And those changes could alter the course of the Nile’s history in the not-too-distant future, according to findings by Coffel and Justin Mankin, an assistant professor of geography and senior researcher for the project, and colleagues. “The Nile has served as an oasis for water, food, commerce, transportation, and energy for thousands of years. But we show that the river won’t be able to consistently provide all of those competing services in the future,” says Mankin. 

The Dartmouth research focused on the Upper Nile Basin, the chronically water-stressed region that includes western Ethiopia, South Sudan, and Uganda. Nearly all of the rain that feeds the Nile’s northward flow to Egypt and the Mediterranean Sea falls in this area.

The problem is that the Upper Nile Basin is being affected by two seemingly contradictory effects of climate change. On the one hand, using a mix of available climate models, the study predicts an increase in regional precipitation for the remainder of this century. The projected upward trend in precipitation comes as a result of increased atmospheric moisture normally associated with warming.

At the same time, however, the study finds that hot and dry years in the region have become more frequent over the past four decades. This trend is projected to continue throughout the century with the frequency of hot and dry years as much as tripling. 

Further complicating conditions, population in the region is projected to nearly double by 2080, which will impose additional demands on water resources.

As a result, the study finds, increased evaporation from higher temperatures combined with the doubling of runoff demand from a larger population will counteract any projected increase in rainfall. The trend of increased precipitation will simply be too slow to result in significant changes in runoff over the time periods studied.

“At first glance you would expect more rain to reduce scarcity, but not on the Nile. The dice are loaded for additional hot and dry years in the future, meaning increasing shocks to households because of crop yield declines, and less water available to make households resilient against warming temperatures,” says Mankin.
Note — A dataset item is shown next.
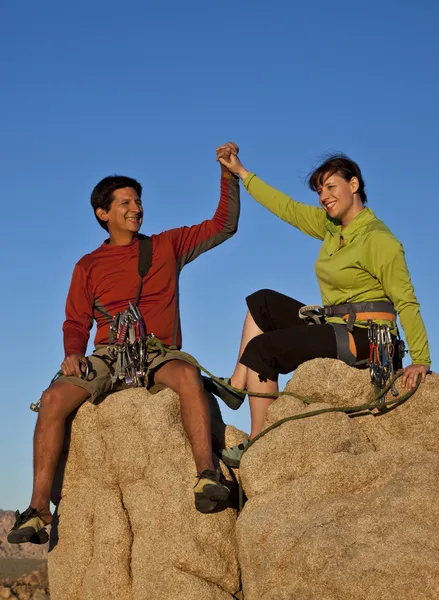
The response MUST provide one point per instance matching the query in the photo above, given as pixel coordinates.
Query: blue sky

According to the study, annual demand for water runoff from the Nile will regularly exceed supply by 2030, causing the percentage of the Upper Nile population expected to suffer from water scarcity to rise sharply. By 2080, the study estimates that as much as 65 percent of the regional population—250 million people—could face chronic water scarcity during excessively hot and dry years.  

“The Nile Basin is one of several fast-growing, predominantly agricultural regions that are really on the brink of severe water scarcity,” says Coffel. “Environmental stresses could easily contribute to migration—and even conflict.”